What Does Natural Birth Mean to You?
What do you think? After teaching natural childbirth classes for twenty-four years, I’ve learned that natural birth means different things to different people. Was my four hour Pitocin induced labor a natural birth, because I had no pain medications? Or only my two hour homebirth which my midwives barely made? I once asked my natural childbirth students what natural birth meant; the consensus was anything short of an epidural, including other pain medications, was natural birth. So I’ve come to see it as a continuum.
On one end are homebirths like the ones I was lucky to attend when I was a midwifery apprentice in the early 1990s. Michel Odent calls them undisturbed births. The mother is in her home, and she runs the show. She eats and drinks what and when she wants, is along or surrounded by people she knows well and has invited, walks or rests, moans, complains, sings, or is silent, gets in her tub if she wants. The baby is born and goes directly on mom’s chest with the cord attached. There is no small talk. It is all mamababy time. There are no bright lights, no unnecessary questions or exams, no separation.
The spectrum of natural childbirth, according to many, seems also to include inductions, analgesics, IVs, ruptured membranes, almost anything except an epidural. I don’t feel it’s for me, or anyone, to label another woman’s birth experiences. I love what Joyce Maynard says about her birth experiences. “Before I had children I always wondered whether their births would be, for me, like the ultimate in gym class failures. And I discovered instead…that I’d finally found my sport.” Natural birth can be about discovering what our bodies can do.
I asked readers of my WellPregnancy Facebook page why they birthed naturally. One mom posted, “I didn’t want to experience drug side effects and I didn’t want my baby to experience those side effects.
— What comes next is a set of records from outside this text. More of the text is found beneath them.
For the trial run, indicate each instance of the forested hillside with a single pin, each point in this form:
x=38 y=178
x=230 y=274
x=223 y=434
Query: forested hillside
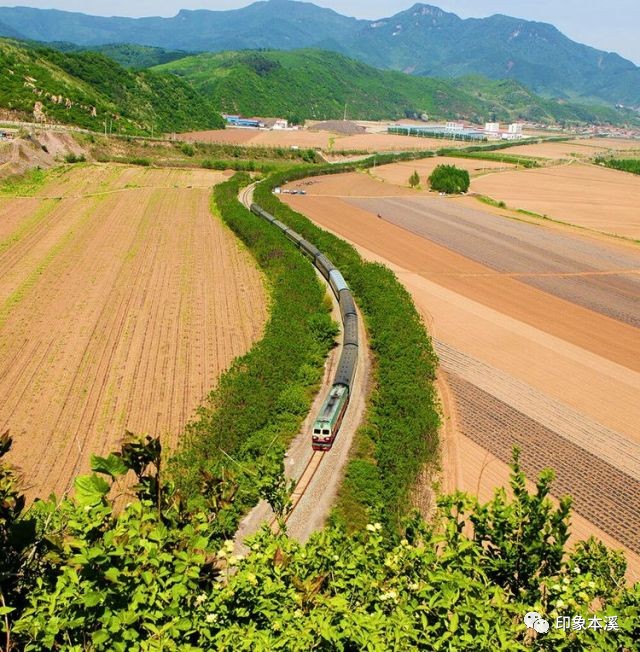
x=86 y=89
x=318 y=84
There wasn’t time for drugs and I trusted my body and my baby.” Another remembered, “I didn’t get a natural experience the first time, and that left me feeling disappointed. I gave birth naturally because I knew my body could, and in the end it was the most empowering feeling I have ever had!” And a third shared, “After having an epidural with my first birth, I felt like I had totally lost control over myself and the process. I felt that the process was meant to be honored. So my second and third births were natural, unmedicated. I had control back. I was able to feel what my body was capable of doing. And it was amazing and empowering!!”
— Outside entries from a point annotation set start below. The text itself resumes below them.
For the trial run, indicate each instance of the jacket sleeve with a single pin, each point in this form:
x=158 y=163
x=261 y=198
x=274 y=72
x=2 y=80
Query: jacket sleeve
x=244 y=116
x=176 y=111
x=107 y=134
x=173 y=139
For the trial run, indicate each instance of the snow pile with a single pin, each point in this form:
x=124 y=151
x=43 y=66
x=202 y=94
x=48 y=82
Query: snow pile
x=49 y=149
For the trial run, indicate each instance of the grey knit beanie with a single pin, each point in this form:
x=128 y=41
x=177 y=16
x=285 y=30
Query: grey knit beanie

As a culture we believe that pain is unacceptable. But when we numb out sensation in labor, we diminish our endorphin levels and the endorphin levels of our babies. The pain is dulled, but so is the exuberance we are meant to experience afterwards, when contractions are over and mother and baby bathe in the highest endorphin levels, higher than what marathoners get. Martha Beck captures it when she wrote, “Anyone who has felt the pain of bearing a child, or pushed past physical limits in some athletic event, or struggled to learn difficult but powerful truths understands that suffering can be an integral part of the most profound joy. In fact, once suffering has ended, having experienced it seems to magnify the capacity… to feel pleasure and delight.”
Because endorphins are released in spurts during labor in the brains of the mother and baby along with oxytocin, when the endorphin levels are tampered with due to the use of pain medication, oxytocin is also reduced. Oxytocin drives labor, and when levels drop, labor slows. That is part of why 50% of women with epidurals require augmentation with Pitocin, which is synthetic oxytocin. Pitocin risks include fetal distress, uterine rupture, cesarean birth, postpartum depression.
Sometimes when a mother has great difficulty relaxing, or is exhausted, an epidural is a blessing. The problem is not the use of epidurals, it’s the overuse. Women with excellent preparation and appropriate support are less likely to find themselves in situations where they need epidurals. Taking an independent childbirth class to learn and practice comfort measures and support techniques, including use of the birth ball, massage, rebozo, hot/cold therapy, counter pressure, ahead of time is invaluable. The more tools the mom has, the better equipped for labor she’ll be. Place of birth matters. Laboring with access to a tub and unlimited food and drink helps. Choosing a professional team that includes a doctor, midwife and/or nurse who regularly support unmedicated women, means laboring with people who know what to do. A doula can also make a big difference; her only job is to provide physical, emotional, and informational support. “Birthing women can never have too much support,” Carol Densmore told me in an interview. “If people seek good support it’s not a sign of weakness or vulnerability. Rather, being well supported and well held, allows childbearing women to access their deepest courage.”
Midwives throughout human history have developed strategies and tools to help laboring women. “The choice is not between anesthesia and unremitting agony.” Sandra Steingraber wrote. “One is not asked to lie in a hospital bed and… bite a bullet and suffer.” Pain in childbirth, unlike most pain, is not a sign that something is wrong. The mom who is in a place mentally where she can understand that and work with, rather than against, her contractions, will experience labor quite differently. And when it is over, when she’s done it, and she’s holding her newborn, she’ll likely have a sense of satisfaction and of her own strength, a great platform from which to begin the work of new motherhood.